Теперь представь себе под легким покрывалом, изобилующим складками, рослых женщин с мужественными формами, с подведенными черным, немного раскосыми глазами, с волосами, ниспадающими волнами под покрывалом или обрамляющими косами вялые, болезненные, поблекшие лица, кажется не способные ни оживиться, ни еще больше побледнеть; обнаженные до плеч руки в браслетах до локтя: серебряных, костяных или резных из черного дерева. Иногда из-под приоткрывшегося хаика выглядывает высокая грудь или крутое бедро.
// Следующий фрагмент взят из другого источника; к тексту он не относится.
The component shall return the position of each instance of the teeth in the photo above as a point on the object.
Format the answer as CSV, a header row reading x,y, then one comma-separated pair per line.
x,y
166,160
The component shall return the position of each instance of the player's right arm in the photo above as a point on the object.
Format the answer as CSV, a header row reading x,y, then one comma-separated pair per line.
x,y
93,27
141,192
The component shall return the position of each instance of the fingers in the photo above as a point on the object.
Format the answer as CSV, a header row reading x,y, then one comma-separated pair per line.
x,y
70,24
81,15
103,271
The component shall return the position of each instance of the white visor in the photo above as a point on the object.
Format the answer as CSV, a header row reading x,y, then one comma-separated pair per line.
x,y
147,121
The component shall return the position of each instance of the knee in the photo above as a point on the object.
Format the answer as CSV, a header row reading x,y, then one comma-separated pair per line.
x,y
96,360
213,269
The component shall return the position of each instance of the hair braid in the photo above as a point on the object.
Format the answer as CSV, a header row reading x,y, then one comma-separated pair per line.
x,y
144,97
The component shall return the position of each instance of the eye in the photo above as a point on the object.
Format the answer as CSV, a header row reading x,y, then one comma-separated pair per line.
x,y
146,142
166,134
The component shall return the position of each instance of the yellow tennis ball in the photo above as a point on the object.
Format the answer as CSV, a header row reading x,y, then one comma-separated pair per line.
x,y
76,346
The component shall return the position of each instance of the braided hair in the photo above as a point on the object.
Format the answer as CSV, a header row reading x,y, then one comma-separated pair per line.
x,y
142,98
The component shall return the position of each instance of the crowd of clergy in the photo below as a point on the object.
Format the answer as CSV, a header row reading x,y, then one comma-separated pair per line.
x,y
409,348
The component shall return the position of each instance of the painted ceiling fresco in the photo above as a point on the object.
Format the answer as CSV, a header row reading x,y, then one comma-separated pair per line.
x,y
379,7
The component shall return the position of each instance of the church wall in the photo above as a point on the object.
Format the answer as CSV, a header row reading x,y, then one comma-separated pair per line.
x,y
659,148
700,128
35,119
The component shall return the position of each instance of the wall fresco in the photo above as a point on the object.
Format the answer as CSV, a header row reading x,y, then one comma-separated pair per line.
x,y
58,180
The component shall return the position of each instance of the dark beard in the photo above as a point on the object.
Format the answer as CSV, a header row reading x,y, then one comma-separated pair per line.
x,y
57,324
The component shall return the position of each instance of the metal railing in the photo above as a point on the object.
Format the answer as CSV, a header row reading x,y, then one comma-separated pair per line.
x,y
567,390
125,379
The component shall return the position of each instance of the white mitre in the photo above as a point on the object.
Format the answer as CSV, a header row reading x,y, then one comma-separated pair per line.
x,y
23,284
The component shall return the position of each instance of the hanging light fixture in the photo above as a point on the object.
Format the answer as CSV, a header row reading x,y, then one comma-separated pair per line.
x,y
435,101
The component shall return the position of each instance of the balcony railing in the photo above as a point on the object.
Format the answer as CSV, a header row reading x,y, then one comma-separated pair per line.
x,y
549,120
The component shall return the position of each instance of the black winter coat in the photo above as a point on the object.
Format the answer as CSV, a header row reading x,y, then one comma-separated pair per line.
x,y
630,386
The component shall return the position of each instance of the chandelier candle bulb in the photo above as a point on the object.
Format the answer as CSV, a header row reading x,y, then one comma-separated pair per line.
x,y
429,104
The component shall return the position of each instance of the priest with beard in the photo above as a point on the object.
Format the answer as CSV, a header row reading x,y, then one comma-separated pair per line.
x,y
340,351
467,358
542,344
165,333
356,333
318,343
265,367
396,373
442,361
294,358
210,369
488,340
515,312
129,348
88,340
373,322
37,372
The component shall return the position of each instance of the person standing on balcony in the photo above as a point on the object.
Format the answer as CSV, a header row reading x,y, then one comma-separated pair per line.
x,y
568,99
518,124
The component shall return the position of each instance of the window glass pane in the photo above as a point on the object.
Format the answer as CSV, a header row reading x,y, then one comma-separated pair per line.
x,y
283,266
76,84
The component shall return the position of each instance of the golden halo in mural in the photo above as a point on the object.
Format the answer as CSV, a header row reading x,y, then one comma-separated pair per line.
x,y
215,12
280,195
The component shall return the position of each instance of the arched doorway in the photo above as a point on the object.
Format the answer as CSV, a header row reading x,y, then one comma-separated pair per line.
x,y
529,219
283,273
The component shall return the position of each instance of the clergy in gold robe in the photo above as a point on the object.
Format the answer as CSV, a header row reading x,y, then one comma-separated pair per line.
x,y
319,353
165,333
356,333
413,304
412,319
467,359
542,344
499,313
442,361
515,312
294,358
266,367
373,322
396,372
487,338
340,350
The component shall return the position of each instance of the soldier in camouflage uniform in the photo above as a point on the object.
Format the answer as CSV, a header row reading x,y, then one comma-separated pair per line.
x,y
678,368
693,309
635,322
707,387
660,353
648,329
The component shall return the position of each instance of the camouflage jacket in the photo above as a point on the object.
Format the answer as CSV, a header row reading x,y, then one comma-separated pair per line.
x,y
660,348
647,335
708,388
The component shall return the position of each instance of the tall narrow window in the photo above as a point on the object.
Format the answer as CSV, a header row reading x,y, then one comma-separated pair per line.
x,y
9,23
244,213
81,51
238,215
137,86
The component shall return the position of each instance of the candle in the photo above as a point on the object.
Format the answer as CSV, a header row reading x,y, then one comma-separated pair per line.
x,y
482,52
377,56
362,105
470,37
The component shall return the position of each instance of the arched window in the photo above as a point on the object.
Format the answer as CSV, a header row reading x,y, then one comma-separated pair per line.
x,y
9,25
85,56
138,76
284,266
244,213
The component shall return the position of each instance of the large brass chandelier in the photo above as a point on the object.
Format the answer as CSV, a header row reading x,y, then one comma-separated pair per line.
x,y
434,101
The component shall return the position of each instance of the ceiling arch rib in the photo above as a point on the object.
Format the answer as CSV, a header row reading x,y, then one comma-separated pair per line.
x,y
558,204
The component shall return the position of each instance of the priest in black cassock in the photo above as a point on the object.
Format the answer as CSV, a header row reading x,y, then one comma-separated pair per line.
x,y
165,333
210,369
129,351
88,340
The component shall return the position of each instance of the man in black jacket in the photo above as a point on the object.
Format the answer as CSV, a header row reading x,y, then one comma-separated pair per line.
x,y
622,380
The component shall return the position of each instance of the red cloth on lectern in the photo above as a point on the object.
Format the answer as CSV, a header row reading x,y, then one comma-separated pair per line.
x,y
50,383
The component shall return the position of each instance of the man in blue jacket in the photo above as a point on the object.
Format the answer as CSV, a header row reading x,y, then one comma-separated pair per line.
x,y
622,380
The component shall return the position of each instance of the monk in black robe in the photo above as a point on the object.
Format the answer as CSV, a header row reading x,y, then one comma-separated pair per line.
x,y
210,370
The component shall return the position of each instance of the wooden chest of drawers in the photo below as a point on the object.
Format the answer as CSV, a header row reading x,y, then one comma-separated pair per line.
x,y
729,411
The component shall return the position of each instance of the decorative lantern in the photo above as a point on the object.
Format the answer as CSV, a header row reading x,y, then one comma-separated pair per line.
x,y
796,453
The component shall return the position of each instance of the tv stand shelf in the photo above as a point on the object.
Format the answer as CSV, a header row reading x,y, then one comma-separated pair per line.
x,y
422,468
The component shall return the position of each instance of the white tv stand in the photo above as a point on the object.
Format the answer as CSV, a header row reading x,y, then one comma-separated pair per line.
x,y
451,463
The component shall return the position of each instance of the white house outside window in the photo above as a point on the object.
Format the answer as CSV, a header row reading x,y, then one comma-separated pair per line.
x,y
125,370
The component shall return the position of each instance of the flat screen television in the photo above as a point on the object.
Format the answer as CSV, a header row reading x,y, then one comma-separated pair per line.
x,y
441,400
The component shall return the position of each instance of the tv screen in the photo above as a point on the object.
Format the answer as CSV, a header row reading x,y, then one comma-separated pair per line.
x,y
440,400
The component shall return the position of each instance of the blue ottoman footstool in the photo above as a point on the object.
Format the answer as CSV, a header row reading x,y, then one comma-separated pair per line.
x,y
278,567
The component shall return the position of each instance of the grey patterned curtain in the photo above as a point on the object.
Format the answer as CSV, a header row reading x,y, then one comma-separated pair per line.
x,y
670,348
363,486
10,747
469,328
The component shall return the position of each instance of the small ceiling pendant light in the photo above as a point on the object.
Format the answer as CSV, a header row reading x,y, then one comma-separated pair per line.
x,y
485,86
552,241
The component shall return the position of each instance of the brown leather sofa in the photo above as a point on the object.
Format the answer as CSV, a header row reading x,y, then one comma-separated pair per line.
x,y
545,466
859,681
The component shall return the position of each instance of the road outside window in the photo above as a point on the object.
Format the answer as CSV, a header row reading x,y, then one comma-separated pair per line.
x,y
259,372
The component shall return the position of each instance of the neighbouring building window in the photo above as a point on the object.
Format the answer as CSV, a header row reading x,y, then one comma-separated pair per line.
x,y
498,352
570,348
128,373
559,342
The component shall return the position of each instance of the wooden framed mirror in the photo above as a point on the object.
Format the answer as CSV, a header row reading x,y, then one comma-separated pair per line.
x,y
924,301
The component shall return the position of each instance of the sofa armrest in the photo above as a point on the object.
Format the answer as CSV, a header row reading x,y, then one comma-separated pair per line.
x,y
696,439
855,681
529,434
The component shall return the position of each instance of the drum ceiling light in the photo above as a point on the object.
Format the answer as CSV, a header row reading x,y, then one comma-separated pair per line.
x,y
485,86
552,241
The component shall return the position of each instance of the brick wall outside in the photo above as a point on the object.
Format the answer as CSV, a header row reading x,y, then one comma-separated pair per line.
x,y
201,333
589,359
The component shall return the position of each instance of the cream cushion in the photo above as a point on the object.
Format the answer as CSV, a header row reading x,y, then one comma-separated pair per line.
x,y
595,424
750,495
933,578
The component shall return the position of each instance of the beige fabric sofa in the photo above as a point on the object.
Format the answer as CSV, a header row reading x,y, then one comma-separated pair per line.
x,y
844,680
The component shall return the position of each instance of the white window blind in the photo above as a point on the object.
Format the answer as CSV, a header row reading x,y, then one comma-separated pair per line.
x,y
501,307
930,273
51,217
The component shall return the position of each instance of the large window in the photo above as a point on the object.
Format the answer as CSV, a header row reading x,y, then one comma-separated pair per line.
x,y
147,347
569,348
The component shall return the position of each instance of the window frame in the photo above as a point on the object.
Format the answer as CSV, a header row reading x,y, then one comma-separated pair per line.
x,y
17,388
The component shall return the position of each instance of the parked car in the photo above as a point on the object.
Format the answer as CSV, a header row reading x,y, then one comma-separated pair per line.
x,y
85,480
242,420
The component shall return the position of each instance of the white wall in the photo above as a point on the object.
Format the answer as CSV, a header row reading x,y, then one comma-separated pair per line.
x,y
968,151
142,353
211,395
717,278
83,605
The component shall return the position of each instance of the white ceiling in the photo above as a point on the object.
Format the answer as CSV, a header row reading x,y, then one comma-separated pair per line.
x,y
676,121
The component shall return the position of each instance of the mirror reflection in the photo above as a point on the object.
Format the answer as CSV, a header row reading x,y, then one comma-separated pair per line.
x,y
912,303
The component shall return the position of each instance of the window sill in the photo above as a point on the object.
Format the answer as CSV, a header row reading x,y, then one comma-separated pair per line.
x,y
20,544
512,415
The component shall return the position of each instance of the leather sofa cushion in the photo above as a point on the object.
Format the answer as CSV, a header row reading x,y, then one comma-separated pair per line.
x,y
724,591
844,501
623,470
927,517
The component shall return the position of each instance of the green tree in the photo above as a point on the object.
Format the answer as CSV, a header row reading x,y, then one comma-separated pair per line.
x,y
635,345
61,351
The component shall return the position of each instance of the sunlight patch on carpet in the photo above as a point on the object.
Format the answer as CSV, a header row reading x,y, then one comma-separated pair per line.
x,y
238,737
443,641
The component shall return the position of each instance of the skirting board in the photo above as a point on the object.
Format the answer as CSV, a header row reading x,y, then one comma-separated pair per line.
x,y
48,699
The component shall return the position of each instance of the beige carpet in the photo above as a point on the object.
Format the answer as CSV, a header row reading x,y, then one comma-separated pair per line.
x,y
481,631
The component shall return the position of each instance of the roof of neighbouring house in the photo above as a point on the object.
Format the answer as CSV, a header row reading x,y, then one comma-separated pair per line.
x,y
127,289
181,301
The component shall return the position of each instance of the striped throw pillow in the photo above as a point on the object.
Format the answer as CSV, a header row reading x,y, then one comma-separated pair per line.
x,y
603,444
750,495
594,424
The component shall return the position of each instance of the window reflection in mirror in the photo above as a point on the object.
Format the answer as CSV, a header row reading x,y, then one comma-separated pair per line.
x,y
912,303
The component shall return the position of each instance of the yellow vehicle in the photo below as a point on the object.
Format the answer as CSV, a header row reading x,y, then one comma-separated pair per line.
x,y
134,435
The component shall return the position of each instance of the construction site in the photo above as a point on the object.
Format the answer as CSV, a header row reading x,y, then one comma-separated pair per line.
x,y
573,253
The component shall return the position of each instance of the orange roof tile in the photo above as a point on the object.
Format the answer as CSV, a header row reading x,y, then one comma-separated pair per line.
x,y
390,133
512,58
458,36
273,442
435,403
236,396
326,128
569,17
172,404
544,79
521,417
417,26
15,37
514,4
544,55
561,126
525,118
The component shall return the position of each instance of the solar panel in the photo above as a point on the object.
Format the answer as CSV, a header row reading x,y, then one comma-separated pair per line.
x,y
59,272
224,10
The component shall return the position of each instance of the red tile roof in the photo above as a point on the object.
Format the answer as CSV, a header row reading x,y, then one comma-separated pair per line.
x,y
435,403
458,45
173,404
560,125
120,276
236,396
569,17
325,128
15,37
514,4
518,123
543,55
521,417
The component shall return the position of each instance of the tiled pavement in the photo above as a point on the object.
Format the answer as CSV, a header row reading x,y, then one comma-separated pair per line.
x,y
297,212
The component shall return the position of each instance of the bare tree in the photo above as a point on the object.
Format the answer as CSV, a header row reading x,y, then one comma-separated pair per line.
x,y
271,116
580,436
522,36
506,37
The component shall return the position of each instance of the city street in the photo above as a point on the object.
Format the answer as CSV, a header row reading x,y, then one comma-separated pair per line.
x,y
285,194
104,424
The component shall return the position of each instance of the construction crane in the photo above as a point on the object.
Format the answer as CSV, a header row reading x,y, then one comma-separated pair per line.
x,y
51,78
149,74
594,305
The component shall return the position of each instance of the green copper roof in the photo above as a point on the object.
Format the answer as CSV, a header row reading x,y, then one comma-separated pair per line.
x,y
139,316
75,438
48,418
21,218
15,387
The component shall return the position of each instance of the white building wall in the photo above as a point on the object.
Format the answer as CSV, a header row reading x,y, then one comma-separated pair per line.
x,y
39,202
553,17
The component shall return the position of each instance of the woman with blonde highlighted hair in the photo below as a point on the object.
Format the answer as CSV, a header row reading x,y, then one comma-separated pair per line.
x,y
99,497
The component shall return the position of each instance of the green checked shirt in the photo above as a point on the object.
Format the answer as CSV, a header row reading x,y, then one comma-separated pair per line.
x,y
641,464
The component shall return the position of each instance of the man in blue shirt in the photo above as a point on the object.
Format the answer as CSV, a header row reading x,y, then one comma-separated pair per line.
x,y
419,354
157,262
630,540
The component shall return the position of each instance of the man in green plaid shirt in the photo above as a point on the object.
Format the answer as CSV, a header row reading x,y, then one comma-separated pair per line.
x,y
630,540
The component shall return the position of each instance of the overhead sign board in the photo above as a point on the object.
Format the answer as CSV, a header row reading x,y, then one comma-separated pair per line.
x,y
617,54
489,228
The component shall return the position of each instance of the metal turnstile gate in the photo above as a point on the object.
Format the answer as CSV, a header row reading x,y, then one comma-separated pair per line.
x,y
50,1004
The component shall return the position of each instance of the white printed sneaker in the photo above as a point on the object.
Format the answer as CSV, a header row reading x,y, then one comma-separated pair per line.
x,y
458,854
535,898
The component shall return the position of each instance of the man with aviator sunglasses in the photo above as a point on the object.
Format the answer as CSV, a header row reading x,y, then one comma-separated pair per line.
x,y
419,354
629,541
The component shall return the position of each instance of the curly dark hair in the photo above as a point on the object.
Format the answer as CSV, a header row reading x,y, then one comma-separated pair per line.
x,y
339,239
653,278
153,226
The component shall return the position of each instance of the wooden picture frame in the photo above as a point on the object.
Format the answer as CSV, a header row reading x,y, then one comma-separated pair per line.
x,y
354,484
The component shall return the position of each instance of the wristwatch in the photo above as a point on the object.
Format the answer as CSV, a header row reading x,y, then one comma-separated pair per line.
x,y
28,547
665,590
При ходьбе женщины держатся прямо, поступь у них мягкая, бесшумная; наконец, им присуща какая-то величественная неуклюжесть, так что, присев на корточки, они принимают позу обезьяны, а стоя — положение статуи.
В конечном счете красивых женщин не так много, но еще меньше не имеющих выразительной и величественной осанки.
Только здесь и нигде больше можно рассуждать о красоте лохмотьев. Надо заметить, что эти драпировки часто вводят в заблуждение, оказываясь вблизи жалкой ветошью. Но свободные одеяния арабов не имеют ничего общего с безнадежной нищетой ветхой одежды. Плохо ли, хорошо ли прикрыты их тела, они не теряют своего достоинства и тем самым сродни богам.